This project took almost four years until completion… if it can be called completed.
When we acquired our house we were forced to clear an overgrown side garden, felling some poor trees to create an orchard and raised beds. With a wood burner and made construction projects, eg fruit tree arch, the logs would not be wasted. To protect the valuable wood, I built a scaffolding plank wood store. The weight was considerable and it took four people to lift the roof on.
Basically it is a base of scaffolding plank on some old roof tiles and fence posts to keep off ground. The sides are planks angled with a circular saw. Top are the full 3.9m planks. The walls and side are braced with recycled wood.
Over the coming years this store became the bane of my life. Unlike my little wood store the planks went in a different direction, the wood expanded and contracted and gaps grew, water went clean through. I tried copper strips in the gap, bamboo in the gaps, and still it leaked. My father in law said I should just buy a sheet over, however he was missing the rustic charm I was trying for.

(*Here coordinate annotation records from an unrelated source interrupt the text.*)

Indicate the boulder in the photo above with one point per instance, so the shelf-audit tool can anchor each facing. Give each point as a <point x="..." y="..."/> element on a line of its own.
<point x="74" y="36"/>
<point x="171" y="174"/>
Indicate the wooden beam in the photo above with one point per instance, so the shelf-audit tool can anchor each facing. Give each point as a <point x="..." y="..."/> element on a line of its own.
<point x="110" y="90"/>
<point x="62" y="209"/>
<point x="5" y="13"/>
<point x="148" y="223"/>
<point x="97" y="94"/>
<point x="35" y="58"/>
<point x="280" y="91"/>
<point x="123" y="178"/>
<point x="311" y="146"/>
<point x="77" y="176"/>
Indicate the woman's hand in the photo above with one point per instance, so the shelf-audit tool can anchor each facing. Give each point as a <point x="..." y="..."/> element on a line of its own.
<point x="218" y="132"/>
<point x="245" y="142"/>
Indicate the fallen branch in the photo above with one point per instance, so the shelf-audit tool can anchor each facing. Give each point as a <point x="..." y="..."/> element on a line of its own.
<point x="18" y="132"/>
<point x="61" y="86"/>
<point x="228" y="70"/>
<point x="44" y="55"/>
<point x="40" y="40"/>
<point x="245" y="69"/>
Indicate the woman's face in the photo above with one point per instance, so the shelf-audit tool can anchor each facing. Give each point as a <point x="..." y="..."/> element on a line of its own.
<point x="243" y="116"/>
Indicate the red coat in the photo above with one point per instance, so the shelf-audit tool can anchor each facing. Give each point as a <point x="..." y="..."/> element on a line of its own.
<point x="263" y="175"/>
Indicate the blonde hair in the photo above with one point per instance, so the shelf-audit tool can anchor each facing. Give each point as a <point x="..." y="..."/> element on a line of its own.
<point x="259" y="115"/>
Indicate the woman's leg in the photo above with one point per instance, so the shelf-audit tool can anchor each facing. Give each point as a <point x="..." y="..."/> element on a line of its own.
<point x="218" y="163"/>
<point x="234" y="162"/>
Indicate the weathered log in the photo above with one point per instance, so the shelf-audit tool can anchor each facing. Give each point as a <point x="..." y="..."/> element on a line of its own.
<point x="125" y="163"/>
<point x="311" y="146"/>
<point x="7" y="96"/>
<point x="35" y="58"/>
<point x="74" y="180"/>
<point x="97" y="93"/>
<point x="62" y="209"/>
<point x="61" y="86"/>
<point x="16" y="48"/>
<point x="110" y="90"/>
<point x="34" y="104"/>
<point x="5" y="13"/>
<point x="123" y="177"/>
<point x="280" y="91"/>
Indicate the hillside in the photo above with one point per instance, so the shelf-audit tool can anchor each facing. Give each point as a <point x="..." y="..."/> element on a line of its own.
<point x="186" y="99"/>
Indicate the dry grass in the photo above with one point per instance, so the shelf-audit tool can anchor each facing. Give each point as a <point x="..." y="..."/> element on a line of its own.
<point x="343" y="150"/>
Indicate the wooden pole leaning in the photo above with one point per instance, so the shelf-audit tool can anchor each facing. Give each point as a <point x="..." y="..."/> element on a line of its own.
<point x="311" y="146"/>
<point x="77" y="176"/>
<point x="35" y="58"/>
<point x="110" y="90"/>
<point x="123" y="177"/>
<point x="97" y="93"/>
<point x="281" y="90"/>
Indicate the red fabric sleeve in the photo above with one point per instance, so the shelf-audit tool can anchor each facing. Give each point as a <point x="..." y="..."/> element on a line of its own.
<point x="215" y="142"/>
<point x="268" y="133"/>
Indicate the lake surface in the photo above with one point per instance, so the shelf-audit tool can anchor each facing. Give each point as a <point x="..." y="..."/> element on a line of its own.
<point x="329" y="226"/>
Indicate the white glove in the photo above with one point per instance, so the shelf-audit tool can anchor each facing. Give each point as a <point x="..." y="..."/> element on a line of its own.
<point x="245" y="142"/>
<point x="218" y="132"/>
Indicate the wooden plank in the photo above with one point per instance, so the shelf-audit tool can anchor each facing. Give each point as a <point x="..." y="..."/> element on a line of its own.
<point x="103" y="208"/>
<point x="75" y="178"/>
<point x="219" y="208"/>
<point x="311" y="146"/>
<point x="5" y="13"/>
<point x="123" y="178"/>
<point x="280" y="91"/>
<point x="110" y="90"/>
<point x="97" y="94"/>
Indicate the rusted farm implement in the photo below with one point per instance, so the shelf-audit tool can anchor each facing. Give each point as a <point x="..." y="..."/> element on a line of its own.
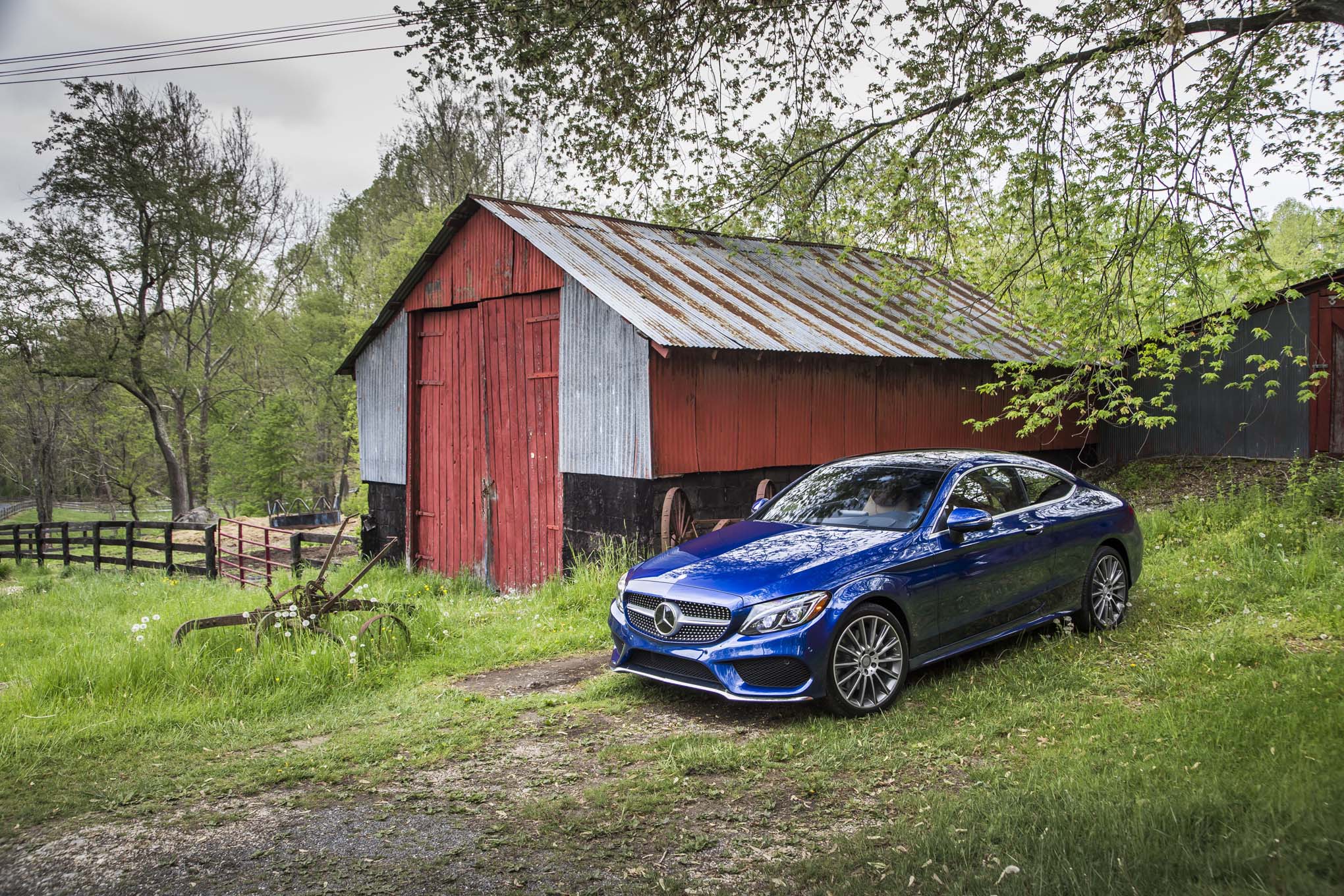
<point x="300" y="610"/>
<point x="679" y="520"/>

For some time. I had been considering building a living roof somewhere and had carried out a lot of research. These things could be expensive if bought. So I decided to do myself!
First I lined the roof with some thick black damp sheeting. After some research I found a company that made rolls of natural wool for the next layer. The top mixture was compost and sand. The side frame was recycled wood and small stones were placed at the bottom to assist with drainage. For my tree planting there was some mesh in the garden and this was stapled in to offer protection.
To keep the rustic look, I hid some plastic gutter behind split bamboo and made three bamboo drainage channels to take off excess water.
What was I going to plant? I sourced some sedum seeds and planted in egg boxes. They were doing well until I needed the greenhouse for vegetables. Presuming we might have a spring, or summer, I planted out and covered with plastic sheeting from a rocking chair to create the humidity recommended. Summer and spring never came, and magpies attacked the wool. The sedums and roof had a hard start but it is beginning to pick up. Time will tell how it takes hold. But it hasn’t collapsed yet, and the sedum is still alive… for now.